19 Şubat 2011 Cumartesi

  100 gr un, 40 gr şeker, yarım paket kabartma tozu, yarım paket vanilya, 1 yumurta, 100 gr süt, 40 gr kaymak ve üzerine alabildiğince akçaağaç şurubu..Pancake..

  Ayşegül yıllardır aynı model topuz saçları ve harika pancakeleriyle tanınır. Devrik bir prenses sanır kendini. narin, kırılgan, hassas ve incedir. Beden olarak da incedir. Uzun ince bacakları, toplu iğne kadar küçük memeleri, kocaman gözleri olan biridir. Mutfağının raflarında elleriyle yaptığı taze meyvelerden reçeller vardır. Kavanozların kapaklarını renkli kumaşlarla kaplar. Ayva reçeli, vişne marmeladı en favorilerindendir. Sabahlığı ve havlu terlikleriyle balkonunda öylece saatlerce oturur. Kahvesinİ sade sever ve küçük Hemingway stili defterine notlar alır. Ayrıntılar onun için çok önemlidir. Rüzgarı izler, rüzgarı dinler, yağmurda yürür, yaprakları seyreder, fotoğraflarını çekip defterine yapıştırır ve onlar hakkında yazılar yazar. Bazen içlenir Ayşegül, ağlar. Sonra sesli bir kahkaha patlatır ve bol çilekli bir dilim pancake daha yer. Ayaklarını uzatır, sırtını yaslar, yalnızlığını özgürlüğüyle karıştırdığı için kendini mutlu sanır. Ama nostaljiler, anılar, tatlı küçük tesadüfler peşini bırakmaz. Hayatında bir kez aşık olmuştur Ayşegül. Bir daha olamayacağını sandığı için onu bırakıp gidenlerin yada onun bıraktıklarının ardından çok üzülmez. Hemen toparlanır, fotoğrafları kaldırır ve o kişi hiç olmamış gibi yaşamaya devam eder. Evinin duvarlarında yüzleri olmayan siyah beyaz fotoğraflar vardır. Rivayete göredir ki bu kişiler Ayşegül'ün hayatına giren ama hayatında olmayan insanların bedenidir. Ayşegül yüzleri hatırlamanın korkunç bir tecrübe olduğunu düşündüğü için sureti olmayan fotoğraflara bakmayı tercih etmiştir. Tuhaf alışkanlıkları vardır Ayşegül'ün. Kapı kollarını çıplak elle açamaz mesela, dişlerini fırçalarken içinden 100'e kadar sayar, gözleri açık öpüşür, yemeğin tadına bakmadan tuz dökenlerle asla arkadaş olamaz, heyecanlanınca hıçkırır, utanınca burnu terler.

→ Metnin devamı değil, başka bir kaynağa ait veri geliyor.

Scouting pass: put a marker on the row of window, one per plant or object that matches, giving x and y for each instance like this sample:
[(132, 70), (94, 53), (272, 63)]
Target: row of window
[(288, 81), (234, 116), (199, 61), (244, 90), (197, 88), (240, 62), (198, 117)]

  Bir cumartesi günü Ayşegül film arşivinden Ed Wood filmi izler ve ağlar. Bu kadar kötü bir film daha önce izlememiştir ve küçük evindeki sevimli hayatı Ed Wood filmleri kadar berbat ve kötüdür. Ama olsundur, şimdiye kadar kimse onun gibi böylesine iyi pancake yapamamıştır.